Why Geordi La Forge is not a great character
Don't get me wrong -- I like LeVar Burton, and I like what he did with the character. And he did considerable things, because he had very little to work with.
So, what are Geordi's defining traits? He only has two of them.
- he's kind of blind
- he's not good with women
And that's essentially it. You're probably wondering about the "kind of" qualifier attached to Geordi's blindness -- he's not blind. He has a gizmo that allows him to see. He has a disability, but he doesn't cope with the disability inasmuch as in 99% of episodes, he doesn't have a disability. He is not in any way different to any other character, save for a hair barrette over his eyes. Supposedly Geordi suffers from headaches as a result of wearing the visor, but that's not mentioned very often, and it was virtually never a plot point.
I guess this is something that's charming in hindsight. We can look back at the '80s, and see that it was normal and acceptable for a TV show to have a token minority character -- in this case, a vision-impaired guy -- but it was also okay to sidestep the dramatic handicap (no offence intended) of having to regularly acknowledge and deal with the character's difficulty or inability to perform tasks by simply handwaving the disability with technobabble and completely ignoring it.

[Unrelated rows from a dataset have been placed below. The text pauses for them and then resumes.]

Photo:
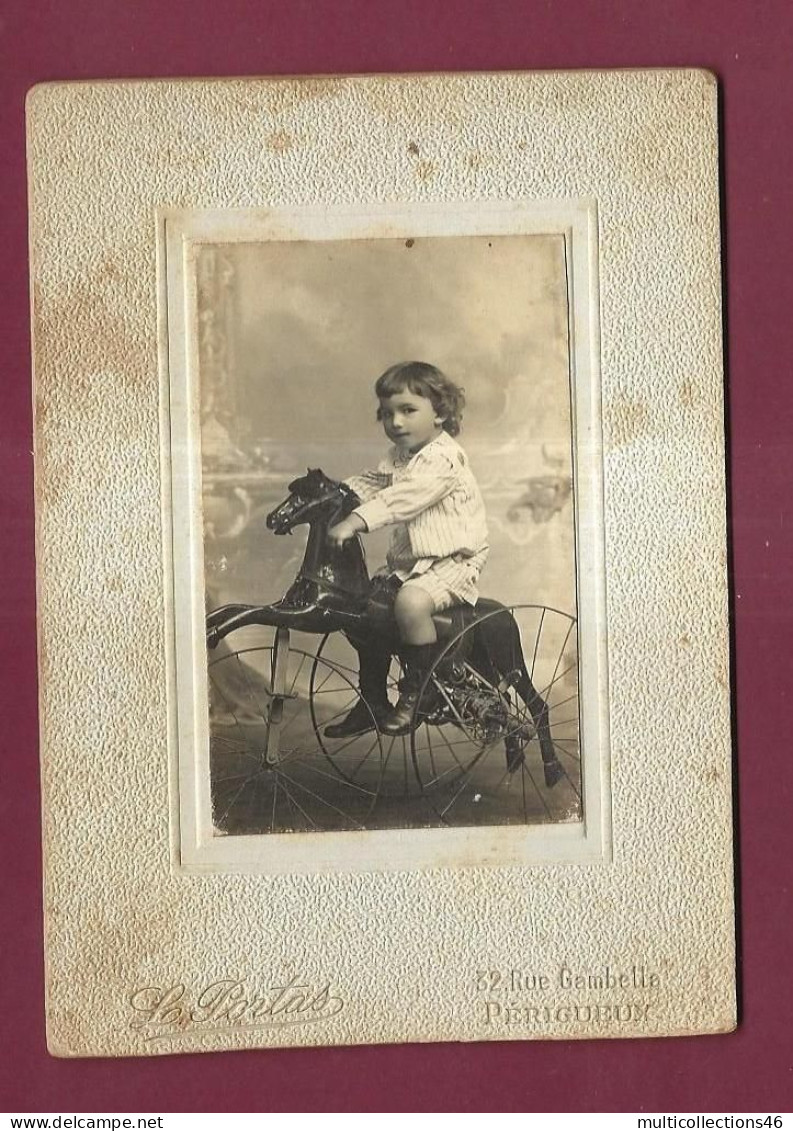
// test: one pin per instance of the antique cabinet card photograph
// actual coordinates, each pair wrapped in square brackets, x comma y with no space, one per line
[381,560]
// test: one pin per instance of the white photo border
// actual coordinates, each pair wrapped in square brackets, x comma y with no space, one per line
[195,847]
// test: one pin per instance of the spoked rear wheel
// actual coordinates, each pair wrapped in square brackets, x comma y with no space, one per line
[398,780]
[268,771]
[497,734]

Geordi's blindness and his VISOR gadget were mentioned a few times, for example:
- the pilot episode "Encounter at Farpoint" has Dr. Crusher give Geordi an examination, leading to the introduction of the headaches the visor causes, and a bit of techsplanation of how the thing works
- in "Heart of Glory" we get to see through Geordi's visor for the first and last time (sort of, more in a moment)

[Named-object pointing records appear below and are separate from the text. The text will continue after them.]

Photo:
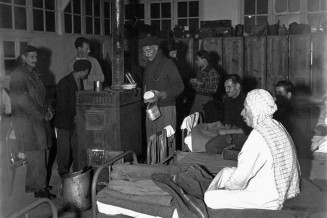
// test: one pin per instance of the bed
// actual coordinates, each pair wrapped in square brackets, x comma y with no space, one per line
[165,199]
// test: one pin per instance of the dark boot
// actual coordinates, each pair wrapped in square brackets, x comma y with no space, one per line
[44,193]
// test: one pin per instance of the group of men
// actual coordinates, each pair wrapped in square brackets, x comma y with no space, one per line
[265,145]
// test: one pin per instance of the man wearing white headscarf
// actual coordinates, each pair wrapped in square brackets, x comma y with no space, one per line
[267,172]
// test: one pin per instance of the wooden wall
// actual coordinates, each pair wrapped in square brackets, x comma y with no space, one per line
[263,61]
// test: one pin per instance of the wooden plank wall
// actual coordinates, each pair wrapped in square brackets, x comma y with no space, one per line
[263,61]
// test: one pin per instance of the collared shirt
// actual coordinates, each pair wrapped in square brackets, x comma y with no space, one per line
[210,78]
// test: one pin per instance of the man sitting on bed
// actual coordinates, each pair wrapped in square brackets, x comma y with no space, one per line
[267,172]
[235,131]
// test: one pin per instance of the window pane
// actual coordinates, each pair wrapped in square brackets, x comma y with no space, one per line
[38,20]
[50,21]
[194,9]
[9,66]
[5,16]
[68,8]
[89,25]
[20,18]
[155,10]
[77,24]
[88,7]
[77,6]
[313,5]
[194,24]
[9,49]
[166,25]
[281,6]
[261,20]
[97,8]
[262,6]
[293,5]
[97,26]
[182,9]
[107,10]
[68,23]
[49,4]
[155,24]
[249,7]
[38,3]
[165,10]
[107,27]
[139,11]
[182,22]
[20,2]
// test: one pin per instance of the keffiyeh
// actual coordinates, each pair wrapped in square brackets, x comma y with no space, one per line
[286,167]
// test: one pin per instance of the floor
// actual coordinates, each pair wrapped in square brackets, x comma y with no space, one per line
[20,199]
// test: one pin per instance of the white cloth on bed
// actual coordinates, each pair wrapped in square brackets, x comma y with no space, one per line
[251,184]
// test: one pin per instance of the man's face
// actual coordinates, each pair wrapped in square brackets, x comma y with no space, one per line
[247,115]
[232,89]
[30,58]
[150,52]
[84,50]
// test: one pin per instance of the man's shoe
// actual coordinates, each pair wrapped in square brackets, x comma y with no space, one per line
[44,193]
[28,189]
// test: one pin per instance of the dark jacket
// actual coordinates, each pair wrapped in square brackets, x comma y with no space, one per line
[29,106]
[66,103]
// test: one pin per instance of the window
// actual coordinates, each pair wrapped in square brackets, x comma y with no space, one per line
[188,14]
[317,13]
[134,11]
[10,52]
[44,18]
[288,11]
[107,17]
[73,16]
[13,14]
[255,12]
[92,17]
[160,15]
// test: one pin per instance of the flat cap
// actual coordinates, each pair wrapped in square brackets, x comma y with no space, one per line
[28,48]
[147,41]
[81,65]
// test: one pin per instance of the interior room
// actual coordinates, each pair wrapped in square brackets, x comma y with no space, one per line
[261,41]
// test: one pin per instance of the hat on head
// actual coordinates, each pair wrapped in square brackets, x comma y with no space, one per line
[203,54]
[149,41]
[81,65]
[28,48]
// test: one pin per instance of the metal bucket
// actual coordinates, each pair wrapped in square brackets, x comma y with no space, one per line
[76,191]
[153,112]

- in "The Enemy", Geordi's VISOR fails completely, rendering him genuinely blind for about half an episode
- in "The Mind's Eye", Geordi is brainwashed by Romulans who jam horrible imagery directly into his VISOR's implants, and then use the VISOR's carrier frequencies to remote-control him
- "Parallels" had Geordi as the cause of Worf's quantum universe shifts, as his VISOR emitted some kind of frequency that caused the Klingon to leap between dimensions
- in Star Trek: Generations, the two Klingon sisters stick a webcam into Geordi's VISOR to watch him bathe (not making this up)

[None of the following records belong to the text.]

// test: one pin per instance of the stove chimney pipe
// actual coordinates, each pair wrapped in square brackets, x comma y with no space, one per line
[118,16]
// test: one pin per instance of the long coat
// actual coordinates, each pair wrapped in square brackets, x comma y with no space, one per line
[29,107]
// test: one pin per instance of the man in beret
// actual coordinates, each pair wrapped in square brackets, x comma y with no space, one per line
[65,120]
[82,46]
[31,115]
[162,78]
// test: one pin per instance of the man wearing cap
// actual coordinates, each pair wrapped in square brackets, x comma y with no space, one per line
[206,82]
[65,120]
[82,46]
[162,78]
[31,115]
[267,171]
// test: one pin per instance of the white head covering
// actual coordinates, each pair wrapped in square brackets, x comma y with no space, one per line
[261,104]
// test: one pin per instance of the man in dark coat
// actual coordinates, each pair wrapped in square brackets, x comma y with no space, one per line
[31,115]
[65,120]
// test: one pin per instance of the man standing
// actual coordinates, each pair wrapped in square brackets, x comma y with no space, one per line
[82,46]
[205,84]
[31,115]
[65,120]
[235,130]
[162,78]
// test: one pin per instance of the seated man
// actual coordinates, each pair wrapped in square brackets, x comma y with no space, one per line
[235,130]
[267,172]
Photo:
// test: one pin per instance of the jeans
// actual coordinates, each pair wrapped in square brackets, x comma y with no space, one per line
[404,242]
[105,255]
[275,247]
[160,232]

- in Star Trek: First Contact, they gave up on it entirely and just gave him some mechanical eyeballs
Apart from the one episode -- "The Enemy" -- where Geordi is blinded because EM interference on the planet he's stranded on fries his VISOR, his blindness was never genuinely used as a unique plot point.
I think it may not have hurt to have limited Geordi in some way, rather than giving him a tool on his face that actually allows him to see stuff a sighted person cannot. (Infrared, EM radiation, etc.) Most characters are built upon something that's lacking, not an additional ability. Picard lacks family connections, Data lacks (but desires) emotion, Worf lacks other Klingons, Spock lacks (but does not desire) emotion, Odo lack(ed) any knowledge of where he came from or what he was, The EMH lacked a name, Neelix lacked decorum. All of the best characters were absent something.
All Geordi was really lacking was skill with women.